- Doors and Seats
5 doors, 4 seats
- Engine
NA
- Engine Power
125kW, 270Nm
- Fuel
11h 0m chg, 280km range
- Manufacturer
RWD
- Transmission
Auto
- Warranty
3 Yr, Unltd KMs
- Ancap Safety
5/5 star (2014)
2018 BMW i3s review: Range anxiety and reality
It's quirky, bold and fully electric. But is the BMW i3s able to survive a week of commuting without a charge?
- Practical, futuristic interior
- Unique looks
- Punchy performance
- Usable real-world range
- It's expensive
- Compact footprint limits practicality
- Range won't work for everyone
- Did we mention it's expensive?
The BMW i3 has always been a bit of an oddball. Now in post-facelift (or LCI) guise, the likeable electric runabout has been given a makeover.

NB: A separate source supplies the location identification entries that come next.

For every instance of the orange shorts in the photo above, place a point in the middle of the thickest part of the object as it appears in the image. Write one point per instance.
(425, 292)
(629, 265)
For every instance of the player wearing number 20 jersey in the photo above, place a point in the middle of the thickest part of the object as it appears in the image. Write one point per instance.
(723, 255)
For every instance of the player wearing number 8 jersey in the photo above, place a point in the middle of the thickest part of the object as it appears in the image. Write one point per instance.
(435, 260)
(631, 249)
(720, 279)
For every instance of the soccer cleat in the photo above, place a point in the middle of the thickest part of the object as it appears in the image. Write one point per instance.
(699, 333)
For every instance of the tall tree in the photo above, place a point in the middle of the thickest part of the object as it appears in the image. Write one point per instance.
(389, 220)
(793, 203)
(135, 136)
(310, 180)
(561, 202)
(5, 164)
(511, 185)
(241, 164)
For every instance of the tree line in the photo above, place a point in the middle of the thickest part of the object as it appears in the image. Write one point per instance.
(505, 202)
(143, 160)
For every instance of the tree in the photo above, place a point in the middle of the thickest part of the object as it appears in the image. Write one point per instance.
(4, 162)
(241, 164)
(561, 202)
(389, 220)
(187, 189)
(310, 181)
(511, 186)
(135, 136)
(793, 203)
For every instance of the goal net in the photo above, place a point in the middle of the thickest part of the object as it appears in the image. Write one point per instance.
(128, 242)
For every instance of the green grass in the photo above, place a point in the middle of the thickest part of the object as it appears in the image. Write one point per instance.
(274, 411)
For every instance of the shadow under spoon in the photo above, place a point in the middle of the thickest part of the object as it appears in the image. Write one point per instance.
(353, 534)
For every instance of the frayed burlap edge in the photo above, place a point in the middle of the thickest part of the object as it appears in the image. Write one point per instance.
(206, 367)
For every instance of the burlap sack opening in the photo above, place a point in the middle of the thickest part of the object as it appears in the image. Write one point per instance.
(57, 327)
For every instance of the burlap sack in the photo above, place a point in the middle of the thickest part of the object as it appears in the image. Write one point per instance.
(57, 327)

With a wider track, bigger wheels and lower suspension – not to mention its red-and-black paint – it still turns heads.
Even after a facelift, there are a few questions still hanging over its head, mostly in the form of range anxiety. Is 200km of range enough for the average weekly commute? And is the i3 suited to a sporty makeover?
To try and answer them, we charged the car to 100 per cent and, rather than topping up during the week, tossed the cable aside. My commute is 20km each way, or a 40km round trip, and the plan was to drive Monday night until Friday morning without topping up.
BMW claims a 200-kilometre real world (around 80km less than the NEDC) range, and my total week of driving is around 160km. Keen mathematicians will note the 40km discrepancy there.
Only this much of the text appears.